Sus primeros trabajos periodísticos aparecieron en Ondas (1929), La Voz (1930) y Nuevo Mundo (1933). se consolidó en las publicaciones gráficas del grupo Rivadeneyra de Luis Montiel. Destacaron sus trabajos durante tres años en el semanario Estampa: «Una mujer busca trabajo» (1934),«El hombre que sirve los periódicos al presidente de la República» (1934) y «La chalequera que le regaló un chaleco a don Alfonso XII» (1934). También produjo reportajes seriados: «Los hombres célebres vistos por sus cuidadores» (1934-1935) y «Mi vida: las memorias de Miss España recogidas por Luisa Carnés» (1934).

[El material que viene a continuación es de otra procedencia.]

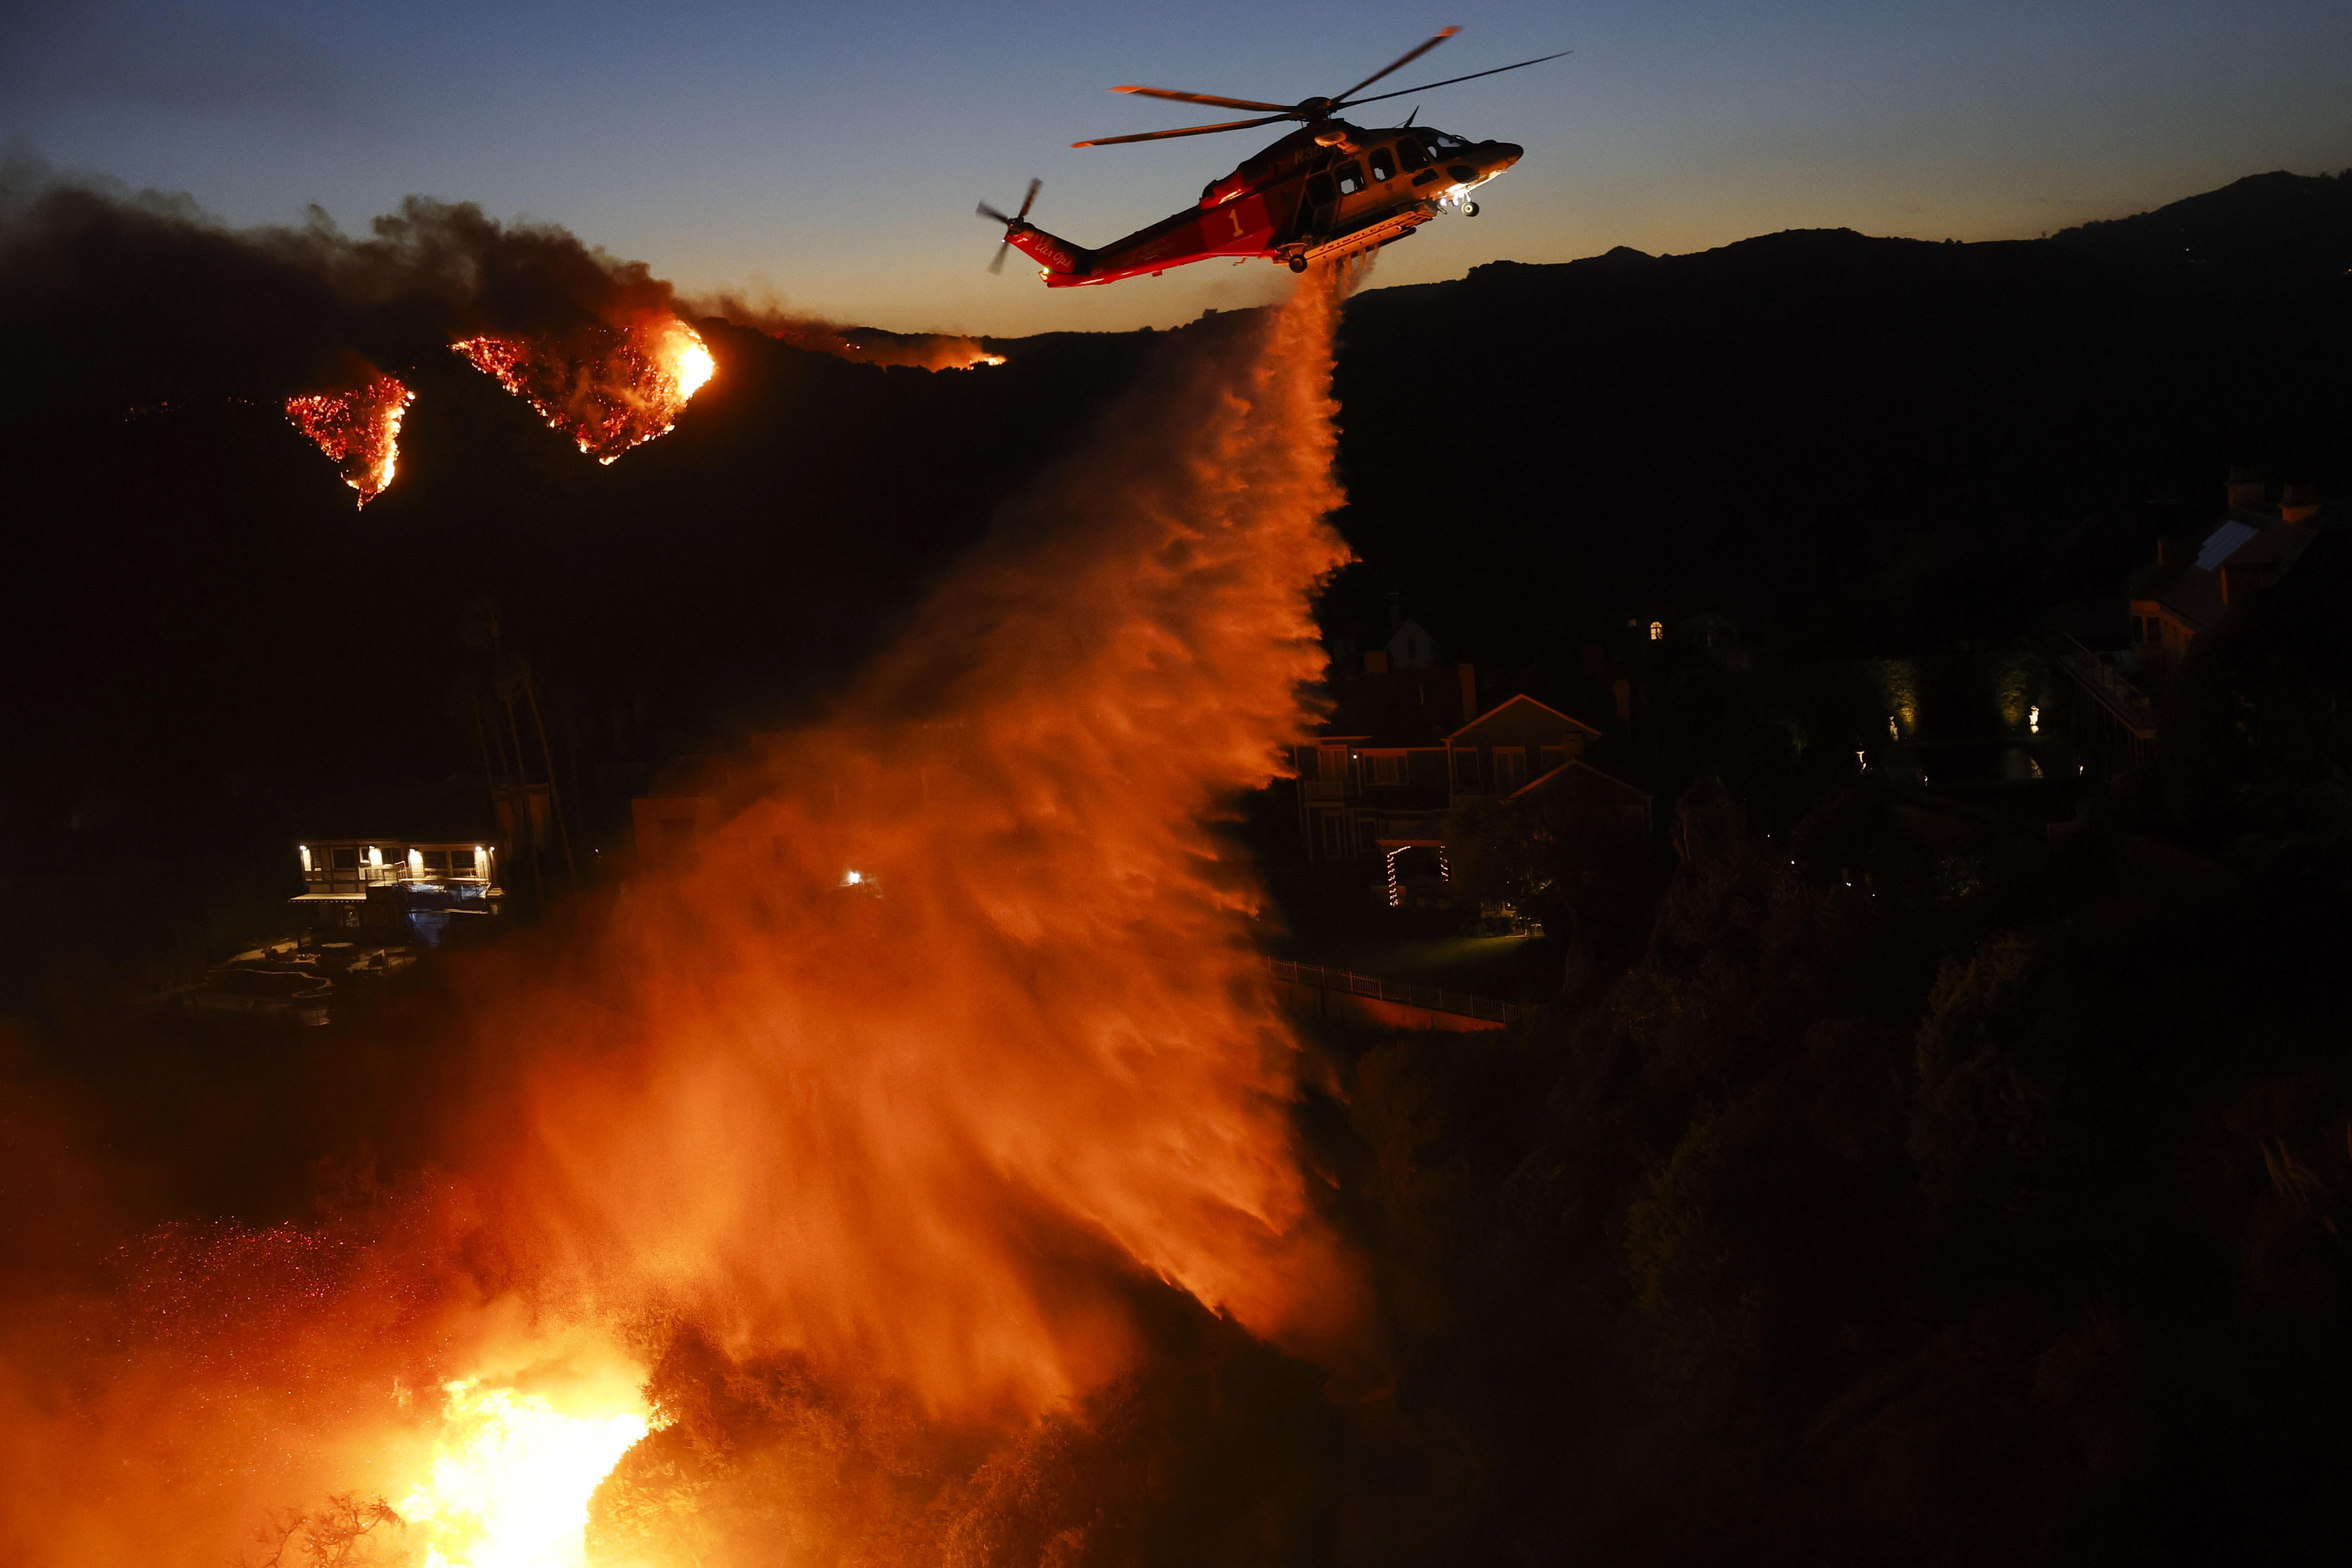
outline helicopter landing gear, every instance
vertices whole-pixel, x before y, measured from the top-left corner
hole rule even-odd
[[[1478,216],[1478,204],[1476,202],[1464,202],[1462,204],[1462,216],[1464,217],[1476,217]]]
[[[1293,272],[1304,272],[1304,271],[1306,271],[1306,270],[1307,270],[1307,258],[1305,258],[1305,257],[1303,257],[1303,256],[1294,256],[1294,257],[1292,257],[1292,258],[1290,258],[1290,269],[1291,269]]]

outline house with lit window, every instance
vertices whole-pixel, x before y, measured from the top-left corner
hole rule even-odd
[[[2061,661],[2084,699],[2082,710],[2127,759],[2154,748],[2157,704],[2198,639],[2293,571],[2330,526],[2311,486],[2288,485],[2276,501],[2269,493],[2260,475],[2232,470],[2220,521],[2192,537],[2158,540],[2156,559],[2132,574],[2125,589],[2129,644]]]
[[[1331,692],[1330,721],[1292,752],[1302,847],[1309,864],[1376,871],[1393,904],[1442,897],[1430,889],[1448,879],[1447,845],[1475,804],[1564,784],[1581,803],[1605,781],[1612,820],[1638,805],[1647,829],[1649,797],[1582,761],[1599,730],[1524,692],[1482,707],[1472,665],[1368,668],[1335,676]]]
[[[464,823],[433,826],[442,831],[430,837],[306,837],[294,847],[302,874],[294,908],[330,940],[364,936],[439,947],[453,935],[487,930],[505,910],[505,842],[450,831]]]

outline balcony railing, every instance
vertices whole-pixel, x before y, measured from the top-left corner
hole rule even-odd
[[[1497,1001],[1492,996],[1474,996],[1466,991],[1447,991],[1435,985],[1408,985],[1401,981],[1382,980],[1375,974],[1358,974],[1352,970],[1326,969],[1315,963],[1292,963],[1284,959],[1269,959],[1268,967],[1276,980],[1292,985],[1312,985],[1319,990],[1338,991],[1349,996],[1370,996],[1381,1002],[1401,1003],[1407,1007],[1425,1008],[1432,1013],[1451,1013],[1462,1018],[1486,1018],[1499,1024],[1516,1024],[1535,1009],[1524,1003]]]
[[[2058,662],[2074,678],[2074,684],[2096,698],[2126,729],[2141,740],[2153,740],[2156,704],[2116,668],[2121,658],[2119,654],[2093,653],[2084,648],[2079,653],[2062,655]]]
[[[488,880],[475,871],[420,871],[404,860],[387,860],[381,866],[339,866],[302,873],[304,889],[313,893],[363,893],[370,888],[396,887],[404,882],[474,887]]]

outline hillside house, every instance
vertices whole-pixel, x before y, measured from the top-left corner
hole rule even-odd
[[[291,900],[322,934],[367,932],[438,947],[453,923],[497,916],[505,847],[494,838],[313,837],[295,846]]]
[[[1332,695],[1323,732],[1293,748],[1301,844],[1310,864],[1378,870],[1392,903],[1447,879],[1475,803],[1565,787],[1612,821],[1638,804],[1647,828],[1649,797],[1581,761],[1600,731],[1525,693],[1482,710],[1474,666],[1367,670]]]
[[[2310,486],[2289,485],[2276,502],[2267,493],[2259,477],[2233,471],[2221,520],[2200,536],[2158,541],[2156,559],[2132,574],[2129,644],[2061,661],[2103,738],[2127,761],[2154,749],[2158,700],[2198,639],[2293,571],[2330,526]]]

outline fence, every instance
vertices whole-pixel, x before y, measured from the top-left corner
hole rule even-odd
[[[1382,980],[1376,974],[1358,974],[1346,969],[1325,969],[1314,963],[1290,963],[1281,959],[1267,961],[1277,983],[1308,985],[1321,991],[1336,991],[1348,996],[1363,996],[1376,1002],[1393,1002],[1399,1006],[1419,1007],[1425,1012],[1447,1013],[1460,1018],[1482,1018],[1496,1024],[1516,1024],[1535,1009],[1524,1003],[1498,1002],[1492,996],[1474,996],[1466,991],[1447,991],[1435,985],[1407,985],[1401,981]]]

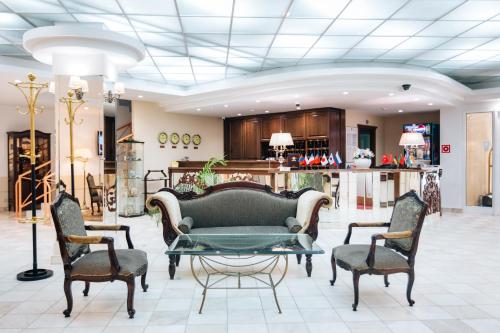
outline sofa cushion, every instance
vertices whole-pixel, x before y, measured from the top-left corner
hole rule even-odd
[[[285,226],[238,226],[193,228],[191,234],[288,234]]]
[[[163,205],[165,206],[165,208],[167,209],[168,218],[169,218],[170,223],[172,224],[172,227],[174,228],[175,232],[178,234],[182,233],[179,230],[179,228],[177,228],[177,225],[182,220],[182,216],[181,216],[181,209],[179,207],[179,200],[177,200],[175,195],[173,195],[172,193],[167,192],[167,191],[156,192],[155,194],[150,196],[148,198],[148,200],[146,201],[146,207],[148,209],[155,208],[150,204],[151,200],[154,200],[154,199],[161,201],[163,203]]]
[[[178,225],[179,230],[185,234],[189,234],[193,227],[193,219],[190,216],[184,217]]]
[[[314,207],[316,206],[316,203],[322,199],[328,200],[328,204],[323,207],[330,208],[332,206],[332,197],[323,192],[307,191],[299,197],[297,203],[297,214],[291,216],[296,216],[297,220],[302,225],[302,230],[300,232],[305,232],[307,228],[309,228]]]
[[[294,234],[298,233],[300,229],[302,229],[302,225],[299,223],[299,221],[292,216],[286,218],[285,224],[288,228],[288,231]]]
[[[297,214],[297,200],[244,188],[214,192],[180,200],[182,216],[193,218],[196,228],[228,226],[279,226]]]
[[[134,249],[120,249],[115,252],[120,264],[118,275],[140,276],[146,273],[148,268],[146,252]],[[72,265],[71,276],[111,276],[108,250],[90,252]]]

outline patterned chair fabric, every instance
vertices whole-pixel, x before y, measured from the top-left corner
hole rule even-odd
[[[116,257],[120,263],[119,276],[141,276],[146,273],[148,259],[146,252],[141,250],[120,249],[115,250]],[[73,263],[71,276],[109,276],[111,277],[111,265],[107,250],[93,251],[84,255]]]
[[[61,224],[63,236],[76,235],[87,236],[85,223],[83,222],[80,205],[77,202],[65,198],[62,204],[56,209],[57,217]],[[90,252],[88,244],[65,243],[71,261],[83,254]]]
[[[370,252],[370,245],[349,244],[341,245],[333,249],[335,259],[340,267],[345,270],[368,269],[366,257]],[[375,269],[408,269],[406,258],[391,249],[377,246],[375,250]]]
[[[425,213],[425,205],[416,196],[407,196],[397,200],[391,217],[389,232],[414,231],[422,213]],[[413,237],[388,239],[385,246],[405,255],[411,250]]]

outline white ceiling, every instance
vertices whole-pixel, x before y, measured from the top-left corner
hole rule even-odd
[[[494,0],[0,0],[0,55],[30,58],[23,33],[54,22],[102,22],[136,38],[146,59],[123,77],[163,85],[360,61],[500,85]]]

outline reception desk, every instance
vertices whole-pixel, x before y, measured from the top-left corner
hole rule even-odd
[[[170,167],[169,186],[192,182],[205,162],[179,162]],[[299,169],[279,171],[275,161],[228,161],[212,169],[221,181],[248,180],[267,184],[275,192],[314,187],[336,198],[339,209],[377,210],[391,207],[400,195],[415,190],[429,205],[429,213],[441,212],[441,169]]]

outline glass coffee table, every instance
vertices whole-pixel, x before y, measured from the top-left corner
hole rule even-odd
[[[199,313],[209,289],[271,289],[281,313],[276,287],[287,273],[288,255],[325,251],[306,234],[184,234],[179,235],[165,253],[191,256],[191,272],[203,287]],[[272,273],[280,261],[284,261],[284,268],[278,269],[281,274],[274,280]],[[202,275],[206,277],[203,279]],[[234,287],[227,285],[231,277],[237,279]],[[253,279],[254,285],[243,283],[248,279]]]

Se incorporó al diario Ahora en 1934, destacando su artículo «Pensión completa. Memorias de una sirviente» (1934), y ya durante la guerra civil: «Las monjas luchan por la República. Una de ellas se hace comunista» (1936); y en Estampa: «El mono proletario, uniforme de honor» (1936), «Carteles antifascistas» (1936), «Un nuevo arte de la guerra en las calles de Valencia» (1937) y «Un día en las trincheras» (1937), en los que se acercó al frente y a la vida en retaguardia. Durante estos años colaboró también en Mundo Obrero y Altavoz del Frente, Frente Rojo, y con el seudónimo de Natalia Valle en el diario de las juventudes comunistas La Hora (1938).